In my last post I discussed the primary asset classes (stocks and bonds) and their various subdivisions. In this post I will give an overview of some “alternative” investments. First we should define what an alternative investment actually is. There isn’t a precise definition, but broadly speaking it is an investment that is not one of the ones mentioned above (stocks and bonds). As noted previously, common stocks can be large-cap, mid-cap, small-cap, or micro-cap; growth or value or blend; domestic or international; and represent companies located in developed countries or emerging markets; nonetheless those would all generally be considered traditional investments. Similarly, investment grade bonds can be short term or long term; inflation adjusted or not; callable, putable, or neither; and taxable or non-taxable (i.e. municipals or “munis”) with none of those categories considered “alternative.”
A number of alternative investments are illiquid and don’t trade regularly so the prices are merely estimates. This leads to two statistical artifacts of note. First, the standard deviation (volatility) appears lower than it really is, and second, the correlation with other investments (generally the correlation being reported is with stocks) appears lower than it really is. The investments that are prone to having this issue (and having salespeople present what is in fact bad data as a purported advantage to the investment) include many types of hedge funds, non-traded REITs, timber investments, and directly owned real estate.
Another difference between traditional investments in stocks or bonds and alternative investments is the source of returns. Companies sell products or services and most of the time make a profit which investors then receive as a dividend, interest, or growth (in the case of government bonds, taxes pay the interest). Many alternative investments don’t have that tailwind, but rather depend on three things. First, that some investments are mispriced by enough to yield risk-adjusted excess returns even after transaction costs, search costs (the cost of finding the mispricing), overhead, etc. Second, that the manager can identify those mispriced securities in advance. Third, that the market will then recognize the “true” value of the investment and move it to that value over a reasonable period of time.

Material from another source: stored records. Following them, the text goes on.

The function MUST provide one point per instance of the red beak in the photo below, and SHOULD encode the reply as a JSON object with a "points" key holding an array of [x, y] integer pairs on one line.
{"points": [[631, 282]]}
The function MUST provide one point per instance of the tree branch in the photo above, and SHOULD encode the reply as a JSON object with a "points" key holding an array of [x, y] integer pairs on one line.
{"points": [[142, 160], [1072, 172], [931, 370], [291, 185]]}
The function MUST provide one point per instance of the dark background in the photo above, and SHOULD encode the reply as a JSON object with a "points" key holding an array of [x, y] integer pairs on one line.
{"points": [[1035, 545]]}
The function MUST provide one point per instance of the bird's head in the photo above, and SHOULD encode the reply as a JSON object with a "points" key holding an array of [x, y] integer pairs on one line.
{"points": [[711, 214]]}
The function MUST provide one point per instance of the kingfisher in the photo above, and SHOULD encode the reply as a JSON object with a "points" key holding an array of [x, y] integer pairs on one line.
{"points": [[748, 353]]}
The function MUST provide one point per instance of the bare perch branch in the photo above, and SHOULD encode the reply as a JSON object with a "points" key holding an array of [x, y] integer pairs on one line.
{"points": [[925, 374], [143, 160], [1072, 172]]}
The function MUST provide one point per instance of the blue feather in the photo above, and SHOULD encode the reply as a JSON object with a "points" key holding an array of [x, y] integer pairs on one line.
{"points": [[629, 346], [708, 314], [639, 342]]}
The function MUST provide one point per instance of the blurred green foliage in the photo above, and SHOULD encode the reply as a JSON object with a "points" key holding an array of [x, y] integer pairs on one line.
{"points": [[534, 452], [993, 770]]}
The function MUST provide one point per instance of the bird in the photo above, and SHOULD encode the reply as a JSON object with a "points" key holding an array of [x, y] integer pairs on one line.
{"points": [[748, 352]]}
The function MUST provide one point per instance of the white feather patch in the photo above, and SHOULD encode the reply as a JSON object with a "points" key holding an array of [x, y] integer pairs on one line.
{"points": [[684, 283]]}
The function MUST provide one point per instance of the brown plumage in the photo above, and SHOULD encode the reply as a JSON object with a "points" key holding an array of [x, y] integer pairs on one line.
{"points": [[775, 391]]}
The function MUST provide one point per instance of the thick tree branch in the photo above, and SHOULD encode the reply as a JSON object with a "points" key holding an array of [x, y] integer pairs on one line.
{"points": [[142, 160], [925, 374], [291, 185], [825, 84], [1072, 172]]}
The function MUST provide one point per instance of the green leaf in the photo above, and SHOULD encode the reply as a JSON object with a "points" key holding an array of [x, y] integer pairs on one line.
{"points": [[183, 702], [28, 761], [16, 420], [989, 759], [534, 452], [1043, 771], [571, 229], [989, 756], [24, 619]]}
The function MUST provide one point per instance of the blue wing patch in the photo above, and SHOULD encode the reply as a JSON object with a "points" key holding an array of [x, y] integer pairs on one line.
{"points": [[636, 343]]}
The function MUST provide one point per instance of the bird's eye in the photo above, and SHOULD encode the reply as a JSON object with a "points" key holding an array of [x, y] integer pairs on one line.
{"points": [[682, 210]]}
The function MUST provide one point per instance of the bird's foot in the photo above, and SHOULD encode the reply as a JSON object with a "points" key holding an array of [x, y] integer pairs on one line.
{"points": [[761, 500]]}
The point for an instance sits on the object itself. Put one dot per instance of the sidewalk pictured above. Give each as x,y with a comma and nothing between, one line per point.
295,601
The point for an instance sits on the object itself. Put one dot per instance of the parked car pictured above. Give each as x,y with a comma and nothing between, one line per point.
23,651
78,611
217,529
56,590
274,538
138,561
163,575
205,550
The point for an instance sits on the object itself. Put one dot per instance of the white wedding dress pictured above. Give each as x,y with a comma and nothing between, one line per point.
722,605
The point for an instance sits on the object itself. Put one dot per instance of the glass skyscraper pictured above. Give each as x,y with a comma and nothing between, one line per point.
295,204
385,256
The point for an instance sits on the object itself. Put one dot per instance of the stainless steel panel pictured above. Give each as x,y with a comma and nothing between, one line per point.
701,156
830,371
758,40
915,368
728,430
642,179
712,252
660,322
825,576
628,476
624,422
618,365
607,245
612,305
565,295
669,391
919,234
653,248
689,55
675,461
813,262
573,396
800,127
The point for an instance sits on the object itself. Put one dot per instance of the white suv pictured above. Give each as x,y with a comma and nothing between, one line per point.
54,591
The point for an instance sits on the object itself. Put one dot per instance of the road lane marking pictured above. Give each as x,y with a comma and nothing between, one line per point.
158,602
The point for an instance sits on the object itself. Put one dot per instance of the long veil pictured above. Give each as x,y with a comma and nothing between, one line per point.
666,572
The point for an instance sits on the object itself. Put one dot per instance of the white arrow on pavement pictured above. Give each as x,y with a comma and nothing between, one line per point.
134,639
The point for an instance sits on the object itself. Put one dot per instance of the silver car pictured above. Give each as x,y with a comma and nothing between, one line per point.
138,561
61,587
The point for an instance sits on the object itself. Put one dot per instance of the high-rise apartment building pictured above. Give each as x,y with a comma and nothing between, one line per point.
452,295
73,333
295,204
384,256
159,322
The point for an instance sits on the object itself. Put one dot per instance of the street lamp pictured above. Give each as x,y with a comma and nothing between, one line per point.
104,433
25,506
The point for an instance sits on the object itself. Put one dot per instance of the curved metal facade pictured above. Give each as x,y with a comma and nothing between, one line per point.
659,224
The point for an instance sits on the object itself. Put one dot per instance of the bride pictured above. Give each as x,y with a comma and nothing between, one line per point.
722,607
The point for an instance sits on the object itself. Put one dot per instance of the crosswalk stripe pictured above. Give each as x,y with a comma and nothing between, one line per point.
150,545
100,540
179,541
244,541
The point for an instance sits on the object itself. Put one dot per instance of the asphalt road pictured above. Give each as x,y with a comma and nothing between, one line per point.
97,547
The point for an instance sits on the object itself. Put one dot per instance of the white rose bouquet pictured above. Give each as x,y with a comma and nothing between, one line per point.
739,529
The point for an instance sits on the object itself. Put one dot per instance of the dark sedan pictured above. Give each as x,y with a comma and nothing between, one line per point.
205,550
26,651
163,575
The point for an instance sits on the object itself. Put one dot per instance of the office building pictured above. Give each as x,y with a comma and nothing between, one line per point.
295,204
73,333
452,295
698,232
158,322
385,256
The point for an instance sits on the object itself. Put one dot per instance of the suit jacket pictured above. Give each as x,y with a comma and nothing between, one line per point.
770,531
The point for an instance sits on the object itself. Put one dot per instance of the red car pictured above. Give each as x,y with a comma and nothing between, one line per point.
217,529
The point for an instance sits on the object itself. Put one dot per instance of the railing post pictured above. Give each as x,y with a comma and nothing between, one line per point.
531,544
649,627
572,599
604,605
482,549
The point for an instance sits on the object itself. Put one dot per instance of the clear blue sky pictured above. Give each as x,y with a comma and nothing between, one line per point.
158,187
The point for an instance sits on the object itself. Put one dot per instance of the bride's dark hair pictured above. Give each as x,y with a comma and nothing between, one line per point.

In addition, these types of investments frequently come with high risk, high correlations with stocks, and a great deal of illiquidity – though none of these may become apparent until there is market stress. Further, the distributions of returns are typically leptokurtic (extreme events happen more frequently than you would expect) and negatively skewed (those extreme events tend to be the bad ones, not the good ones).
With that out of the way, over the next few posts I will review various alternatives.